On the implementation of the agreement, Ramallah government spokesman Ihab Bseiso told Al-Monitor, “The next government will have a specific task: arrange for the elections,” explaining that the five-week deadline to form a government has been set by Palestinian law, and that the countdown started as soon as the agreement was signed.

Bseiso said it is likely “the government will not be political, but technocratic,” explaining that the resignation of both governments will be announced at the end of the consultation on a consensus government, and not before, so that there will not be a political and administrative vacuum.

“It is likely to be a government of technocrats so its credibility isn't challenged when the elections come,” he added, stressing that this government must be presented to the Palestinian Legislative Council as soon as it is formed. He pointed out the importance that the Legislative Council start convening in the context of promoting the reconciliation.

Atallah said what is important is that the agreement gets implemented.

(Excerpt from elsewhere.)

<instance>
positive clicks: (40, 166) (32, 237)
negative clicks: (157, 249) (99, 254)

He said that some “landmines” have not been defused and that other issues — such as the security file, which was not discussed in detail — have not been settled. He also said there is the issue of the Qassam Brigades, Hamas’ military wing in the Gaza Strip. He added, “The agreement avoided raising these sensitive issues. They agreed on what was already agreed upon, and they didn’t discuss what they couldn’t agree on. It was a minimal agreement.”